US Secretary of State Hillary Clinton on Friday backed a “peaceful” resolution of the nuclear row with Iran as she met Israeli Defense Minister Ehud Barak, whose nation has threatened pre-emptive military strikes against Tehran.
Standing next to Barak, Clinton told reporters the US was working with its international partners to increase pressure on Iran — a reference to fresh UN sanctions — to “change course” in the dragging showdown.
Barak welcomed efforts by US President Barack Obama and Clinton to seek “effective” sanctions against Iran while promising not to lose sight of the possibility they may fail to work.
“We remain committed to a diplomatic peaceful resolution,” Clinton told reporters before going into private talks with Barak.
But “Iran is not living up to its responsibilities and we are working with partners in the international community to increase pressure on Iran to change course,” the chief US diplomat said.

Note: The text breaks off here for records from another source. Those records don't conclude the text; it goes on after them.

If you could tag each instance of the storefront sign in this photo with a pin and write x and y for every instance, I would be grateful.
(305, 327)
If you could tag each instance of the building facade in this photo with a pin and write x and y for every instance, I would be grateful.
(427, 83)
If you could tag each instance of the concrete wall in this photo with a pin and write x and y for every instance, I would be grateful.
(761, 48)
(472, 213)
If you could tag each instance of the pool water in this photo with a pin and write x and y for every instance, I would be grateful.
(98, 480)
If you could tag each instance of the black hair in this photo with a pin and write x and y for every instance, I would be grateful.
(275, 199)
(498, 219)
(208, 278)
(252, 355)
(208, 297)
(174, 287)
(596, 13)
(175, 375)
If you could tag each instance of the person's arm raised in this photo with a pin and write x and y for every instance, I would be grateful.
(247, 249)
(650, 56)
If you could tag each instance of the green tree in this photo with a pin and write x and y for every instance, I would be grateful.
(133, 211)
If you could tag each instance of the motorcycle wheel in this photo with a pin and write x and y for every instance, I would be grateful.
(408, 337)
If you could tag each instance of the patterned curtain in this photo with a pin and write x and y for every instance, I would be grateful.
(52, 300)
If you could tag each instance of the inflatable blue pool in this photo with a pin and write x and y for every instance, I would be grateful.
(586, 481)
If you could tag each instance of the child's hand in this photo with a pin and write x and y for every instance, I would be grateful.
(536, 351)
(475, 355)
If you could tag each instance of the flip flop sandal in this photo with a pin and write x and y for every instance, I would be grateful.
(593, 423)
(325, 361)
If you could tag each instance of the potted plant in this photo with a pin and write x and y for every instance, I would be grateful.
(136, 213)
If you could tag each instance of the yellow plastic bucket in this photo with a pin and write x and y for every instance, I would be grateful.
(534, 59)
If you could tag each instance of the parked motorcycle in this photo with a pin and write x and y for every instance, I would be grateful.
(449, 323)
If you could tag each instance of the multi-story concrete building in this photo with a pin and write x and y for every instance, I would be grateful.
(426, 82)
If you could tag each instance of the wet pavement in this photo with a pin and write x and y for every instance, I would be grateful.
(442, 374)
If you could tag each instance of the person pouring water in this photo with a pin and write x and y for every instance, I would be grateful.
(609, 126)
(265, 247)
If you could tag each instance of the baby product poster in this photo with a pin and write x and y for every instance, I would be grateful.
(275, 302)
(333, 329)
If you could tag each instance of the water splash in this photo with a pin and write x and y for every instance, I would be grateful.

She was referring to the report last week by Yukiya Amano, the International Atomic Energy Agency (IAEA) chief who expressed concern Iran might be seeking to develop a nuclear warhead.
During a tour of Saudi Arabia and Qatar, just before Amano issued the blunt report to the IAEA board of governors, Clinton warned the evidence increasingly pointed to Iran’s seeking a nuclear bomb.
She also feared Iran was heading toward a “military dictatorship” as she charged that the Republican Guards, which run Iran’s nuclear and missile programs, were supplanting Iran’s clerical and political leadership.
Barak gave qualified support to the US push for sanctions.
“We also highly appreciate the effort made by President Obama and the secretary to make sure that sanctions against Iran will become effective,” Barak said.
But Israel will not lose “eye contact with the possibility that in spite of all effort, it will not lead to Iran accepting the international norms,” the defense minister said.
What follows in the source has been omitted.